According to research, the prevalence of Polycystic Ovary Syndrome (PCOS) has found to be greater in patients with psoriasis. PCOS is a condition of the female reproductive system that causes small cysts or tiny sacs of fluids to form on the ovaries.
Psoriasis is an auto-immune condition in which new skin cells develop more rapidly than they normally do. This condition affects the skin with red-white patches or silvery scares that can be itchy.
According to medical experts, there is a strong link between the two. Studies reveal that the prevalence of PCOD was ‘remarkably greater’ or six times higher among women with psoriasis. As PCOS contributes to infertility and also affects the skin, chances are that this can increase the possibility of causing the flare-up of already existing psoriasis.
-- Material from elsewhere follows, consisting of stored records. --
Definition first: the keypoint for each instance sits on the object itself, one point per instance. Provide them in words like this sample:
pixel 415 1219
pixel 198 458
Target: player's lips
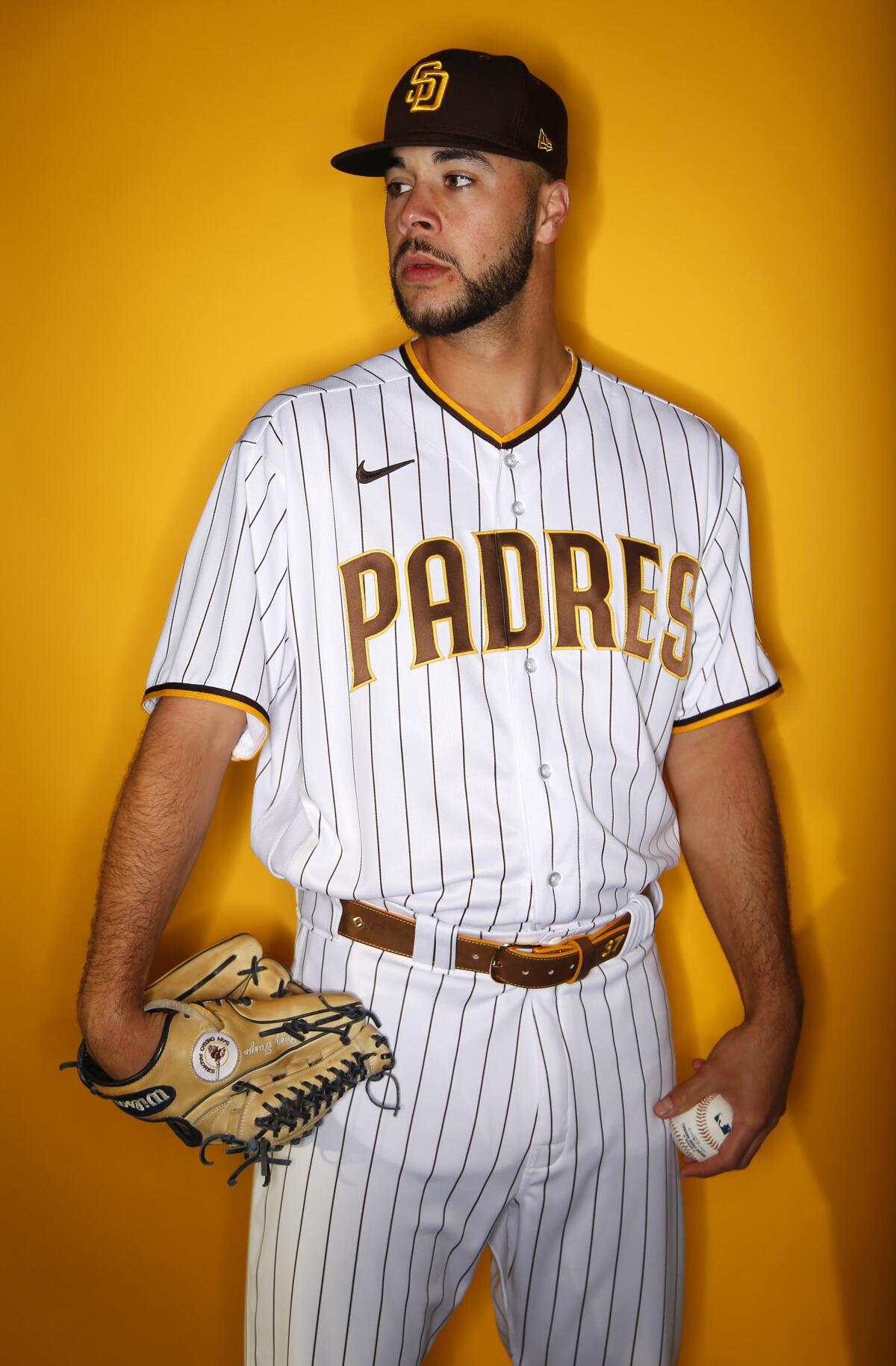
pixel 418 268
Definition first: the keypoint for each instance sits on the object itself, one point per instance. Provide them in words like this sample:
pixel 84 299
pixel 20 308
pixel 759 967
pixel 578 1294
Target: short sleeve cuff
pixel 719 713
pixel 257 721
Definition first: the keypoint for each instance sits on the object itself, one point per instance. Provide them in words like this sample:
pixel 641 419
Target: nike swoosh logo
pixel 367 476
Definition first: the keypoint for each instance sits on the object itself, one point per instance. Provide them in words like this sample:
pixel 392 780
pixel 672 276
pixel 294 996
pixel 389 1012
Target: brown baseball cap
pixel 459 99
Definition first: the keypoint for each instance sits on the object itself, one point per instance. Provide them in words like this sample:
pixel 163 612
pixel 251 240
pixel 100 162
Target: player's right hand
pixel 125 1046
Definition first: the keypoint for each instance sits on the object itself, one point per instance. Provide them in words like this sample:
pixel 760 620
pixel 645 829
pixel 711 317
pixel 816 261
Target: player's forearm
pixel 156 833
pixel 734 848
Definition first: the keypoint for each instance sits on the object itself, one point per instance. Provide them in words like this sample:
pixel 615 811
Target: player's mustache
pixel 423 245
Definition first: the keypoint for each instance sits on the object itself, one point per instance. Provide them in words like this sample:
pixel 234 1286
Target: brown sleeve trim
pixel 214 695
pixel 719 713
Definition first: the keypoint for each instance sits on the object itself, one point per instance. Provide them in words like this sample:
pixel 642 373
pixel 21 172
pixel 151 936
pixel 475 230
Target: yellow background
pixel 176 250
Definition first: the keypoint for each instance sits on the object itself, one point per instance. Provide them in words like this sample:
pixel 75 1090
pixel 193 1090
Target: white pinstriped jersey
pixel 462 672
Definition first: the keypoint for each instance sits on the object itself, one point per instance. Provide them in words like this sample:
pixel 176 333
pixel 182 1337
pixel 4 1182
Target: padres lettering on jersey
pixel 502 577
pixel 462 653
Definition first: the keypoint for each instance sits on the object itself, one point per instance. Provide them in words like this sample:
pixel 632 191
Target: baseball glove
pixel 246 1058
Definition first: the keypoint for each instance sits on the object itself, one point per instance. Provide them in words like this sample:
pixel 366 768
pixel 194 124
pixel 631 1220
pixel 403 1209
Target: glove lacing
pixel 308 1102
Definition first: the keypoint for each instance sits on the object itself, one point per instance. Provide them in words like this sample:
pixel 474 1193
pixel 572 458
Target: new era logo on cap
pixel 461 99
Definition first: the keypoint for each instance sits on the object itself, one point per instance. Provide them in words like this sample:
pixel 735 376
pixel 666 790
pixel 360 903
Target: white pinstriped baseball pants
pixel 526 1123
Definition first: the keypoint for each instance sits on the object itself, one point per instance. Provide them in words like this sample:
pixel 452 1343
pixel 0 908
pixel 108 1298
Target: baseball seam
pixel 703 1127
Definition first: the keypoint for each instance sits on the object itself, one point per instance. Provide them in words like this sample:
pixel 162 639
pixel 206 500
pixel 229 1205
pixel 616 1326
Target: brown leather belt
pixel 511 965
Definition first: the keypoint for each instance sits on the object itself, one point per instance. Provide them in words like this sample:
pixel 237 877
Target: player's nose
pixel 418 212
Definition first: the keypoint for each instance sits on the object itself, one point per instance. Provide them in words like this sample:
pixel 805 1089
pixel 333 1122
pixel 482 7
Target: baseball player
pixel 482 614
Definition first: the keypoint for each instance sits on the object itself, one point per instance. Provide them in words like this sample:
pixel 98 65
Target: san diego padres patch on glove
pixel 246 1058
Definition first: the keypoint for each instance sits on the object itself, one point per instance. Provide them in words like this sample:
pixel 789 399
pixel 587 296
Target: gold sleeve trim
pixel 240 704
pixel 723 712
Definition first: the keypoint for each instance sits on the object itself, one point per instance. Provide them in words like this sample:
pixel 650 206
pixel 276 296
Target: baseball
pixel 701 1131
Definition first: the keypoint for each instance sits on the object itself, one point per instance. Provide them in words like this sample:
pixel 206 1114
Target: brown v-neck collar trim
pixel 520 433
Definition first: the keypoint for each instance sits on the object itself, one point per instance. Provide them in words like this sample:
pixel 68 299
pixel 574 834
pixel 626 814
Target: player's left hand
pixel 752 1067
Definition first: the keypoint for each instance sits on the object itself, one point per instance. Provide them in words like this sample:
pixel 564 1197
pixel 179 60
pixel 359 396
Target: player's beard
pixel 481 297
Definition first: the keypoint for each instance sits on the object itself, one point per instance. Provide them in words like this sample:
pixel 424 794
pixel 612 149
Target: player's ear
pixel 553 204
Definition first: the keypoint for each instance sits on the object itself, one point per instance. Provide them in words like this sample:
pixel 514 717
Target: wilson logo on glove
pixel 145 1104
pixel 252 1059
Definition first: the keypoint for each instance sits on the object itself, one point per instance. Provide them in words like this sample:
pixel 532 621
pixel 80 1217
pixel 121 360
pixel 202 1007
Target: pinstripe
pixel 597 1175
pixel 469 1268
pixel 667 1081
pixel 216 492
pixel 320 664
pixel 489 1174
pixel 647 1178
pixel 342 1148
pixel 398 680
pixel 211 597
pixel 556 686
pixel 485 695
pixel 433 1168
pixel 373 1153
pixel 373 787
pixel 464 1167
pixel 429 690
pixel 576 1170
pixel 544 1190
pixel 464 742
pixel 429 1031
pixel 622 1191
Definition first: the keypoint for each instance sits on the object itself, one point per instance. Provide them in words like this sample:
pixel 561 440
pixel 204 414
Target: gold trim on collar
pixel 559 399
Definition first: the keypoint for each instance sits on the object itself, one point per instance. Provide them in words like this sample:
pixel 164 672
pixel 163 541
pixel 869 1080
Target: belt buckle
pixel 495 958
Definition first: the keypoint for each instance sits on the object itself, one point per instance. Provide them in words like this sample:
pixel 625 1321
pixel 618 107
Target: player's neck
pixel 503 377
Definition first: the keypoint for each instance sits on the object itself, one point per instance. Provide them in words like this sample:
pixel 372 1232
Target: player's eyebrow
pixel 447 155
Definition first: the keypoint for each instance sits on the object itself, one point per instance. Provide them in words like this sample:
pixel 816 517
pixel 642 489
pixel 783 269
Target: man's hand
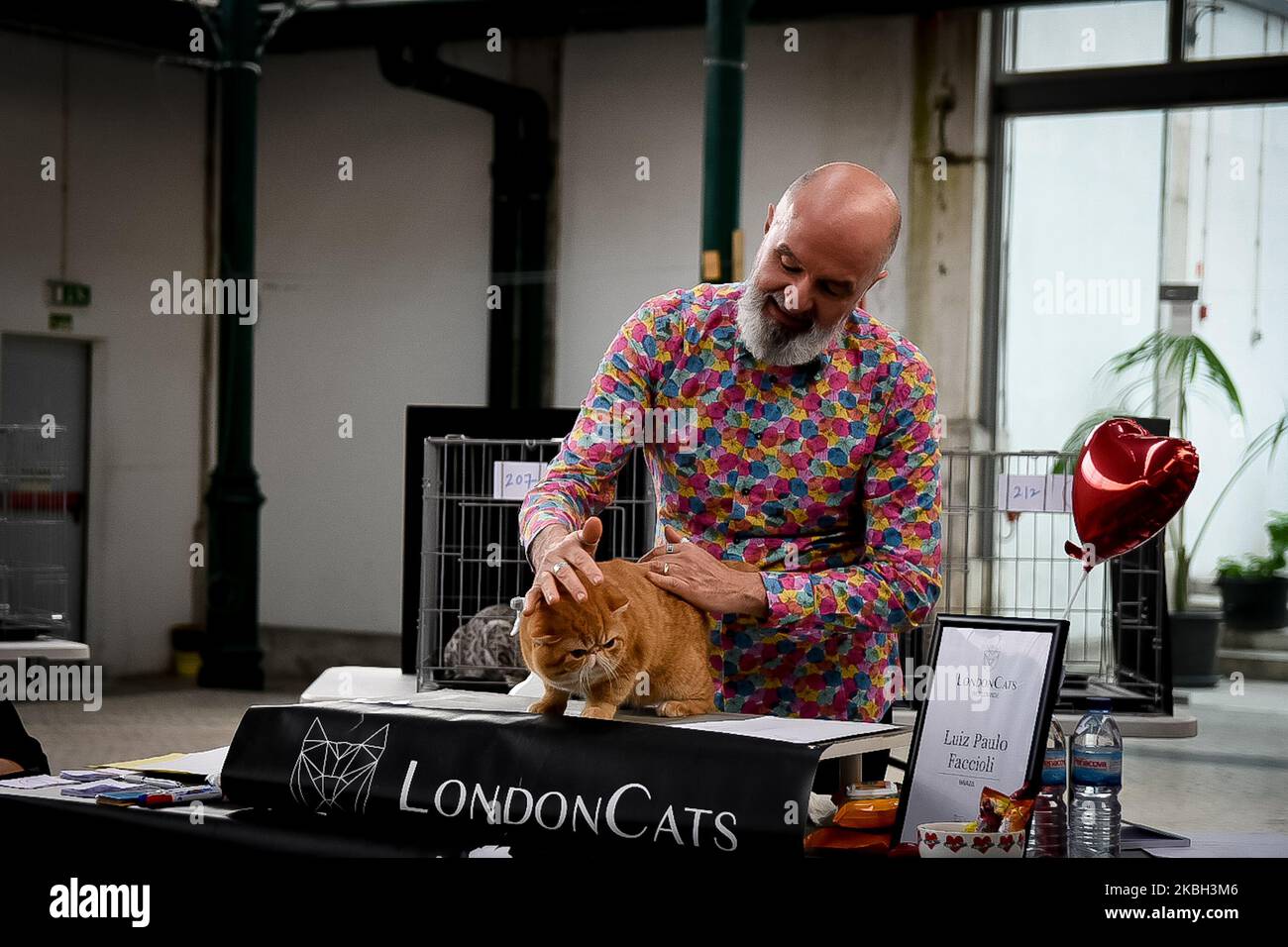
pixel 703 581
pixel 555 552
This strong association between PCOS and psoriasis is also because both the diseases have similar associated conditions. Additionally, women with PCOS and psoriasis are more likely to have insulin resistance (IR), hyperinsulinemia, reduced HDL cholesterol levels and a more severe form of psoriasis than those living with psoriasis alone.
Dr Shehnaz Arsiwala, Dermatologist – Saifee Hospital & Prince Aly Khan Hospital, Founder and Director Renewderm Centre Skin Laser highlight five things you can do to manage PCOS and Psoriasis:
Watch your weight: Obesity and weight gain are linked with psoriasis and PCOS. Women who are simultaneously living with psoriasis and PCOS must take precautions to prevent further weight gain and work towards achieving their target Body Mass Index (BMI). A regular exercise routine, diet management and medications (under the guidance from a team of dermatologist, endocrinologist and dietician) can be beneficial.
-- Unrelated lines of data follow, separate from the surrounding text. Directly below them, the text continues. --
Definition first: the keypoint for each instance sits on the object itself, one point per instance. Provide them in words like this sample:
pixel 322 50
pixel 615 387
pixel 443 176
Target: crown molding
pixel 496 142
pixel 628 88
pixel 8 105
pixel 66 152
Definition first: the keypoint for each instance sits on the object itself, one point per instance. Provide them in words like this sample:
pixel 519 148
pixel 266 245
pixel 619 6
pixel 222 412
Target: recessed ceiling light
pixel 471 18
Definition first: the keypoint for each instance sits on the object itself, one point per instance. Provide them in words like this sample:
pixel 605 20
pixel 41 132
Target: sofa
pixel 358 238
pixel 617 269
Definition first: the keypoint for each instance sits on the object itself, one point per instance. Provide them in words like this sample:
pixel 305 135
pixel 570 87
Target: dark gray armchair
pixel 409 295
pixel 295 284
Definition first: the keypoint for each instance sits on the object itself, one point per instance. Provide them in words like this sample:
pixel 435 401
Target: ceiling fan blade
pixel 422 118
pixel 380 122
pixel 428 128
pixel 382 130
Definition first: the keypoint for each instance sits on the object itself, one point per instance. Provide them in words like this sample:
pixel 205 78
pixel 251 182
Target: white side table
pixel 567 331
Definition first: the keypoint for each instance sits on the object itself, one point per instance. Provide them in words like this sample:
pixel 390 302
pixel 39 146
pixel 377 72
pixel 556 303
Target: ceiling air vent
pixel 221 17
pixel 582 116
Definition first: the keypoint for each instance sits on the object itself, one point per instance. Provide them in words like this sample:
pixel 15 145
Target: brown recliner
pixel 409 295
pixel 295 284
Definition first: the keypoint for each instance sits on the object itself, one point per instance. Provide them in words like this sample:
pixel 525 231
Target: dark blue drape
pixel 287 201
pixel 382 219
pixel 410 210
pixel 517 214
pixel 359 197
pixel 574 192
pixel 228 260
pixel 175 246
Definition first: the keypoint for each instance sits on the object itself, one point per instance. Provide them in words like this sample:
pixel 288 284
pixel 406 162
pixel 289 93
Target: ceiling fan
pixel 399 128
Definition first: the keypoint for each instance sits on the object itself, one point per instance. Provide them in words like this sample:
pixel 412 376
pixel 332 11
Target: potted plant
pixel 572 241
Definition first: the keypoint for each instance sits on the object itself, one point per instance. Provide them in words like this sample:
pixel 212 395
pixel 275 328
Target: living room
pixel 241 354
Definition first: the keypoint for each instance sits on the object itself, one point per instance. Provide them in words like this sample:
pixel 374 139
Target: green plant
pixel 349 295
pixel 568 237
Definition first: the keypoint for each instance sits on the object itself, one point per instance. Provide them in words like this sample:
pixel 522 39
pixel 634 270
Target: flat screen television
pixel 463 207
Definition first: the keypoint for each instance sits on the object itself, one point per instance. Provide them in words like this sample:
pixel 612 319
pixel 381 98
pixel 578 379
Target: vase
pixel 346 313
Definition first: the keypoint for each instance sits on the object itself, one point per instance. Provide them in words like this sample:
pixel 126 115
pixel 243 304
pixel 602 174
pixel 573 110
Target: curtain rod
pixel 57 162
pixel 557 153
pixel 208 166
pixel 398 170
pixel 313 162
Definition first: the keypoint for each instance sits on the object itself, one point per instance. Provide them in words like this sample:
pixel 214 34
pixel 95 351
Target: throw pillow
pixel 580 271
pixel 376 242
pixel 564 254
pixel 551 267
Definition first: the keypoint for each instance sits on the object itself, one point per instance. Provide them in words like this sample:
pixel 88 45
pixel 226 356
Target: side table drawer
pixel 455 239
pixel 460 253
Stop alcohol consumption: Alcohol consumption can lead to fatty liver which can trigger psoriasis and boosting the metabolism of hormones in PCOS. If you suffer from both psoriasis and PCOS, alcohol consumption may trigger psoriasis flare-ups and may also increase the severity of PCOS.
Effective medication: Skin changes are an effect of both, PCOS and psoriasis. Timely intervention and adherence to treatment for both PCOS and psoriasis are imperative for a better quality of life. It is crucial that you manage both the conditions with guidance from your doctors. For example, speak to your dermatologist about the medications your gynaecologist/endocrinologist has prescribed and vice versa.
Balance insulin and cholesterol level: Regular exercise is the key to manage your insulin resistance levels. In addition to this, keep a closer check on your cholesterol levels. Since PCOS is a metabolic syndrome, higher cholesterol levels can further trigger the severity of this syndrome which can even show increased psoriasis flare-ups. Therefore, it is advised to follow a consistent workout routine.
A holistic approach towards treatment: Since both PCOS and psoriasis need prolonged treatment and care with long-term lifestyle changes, depression and low self-esteem may weigh you down. However, having a positive and holistic approach towards managing these conditions, willingness to adhere to treatment along with the support from family and friends will ensure long intervals of remission and better quality of life for patients.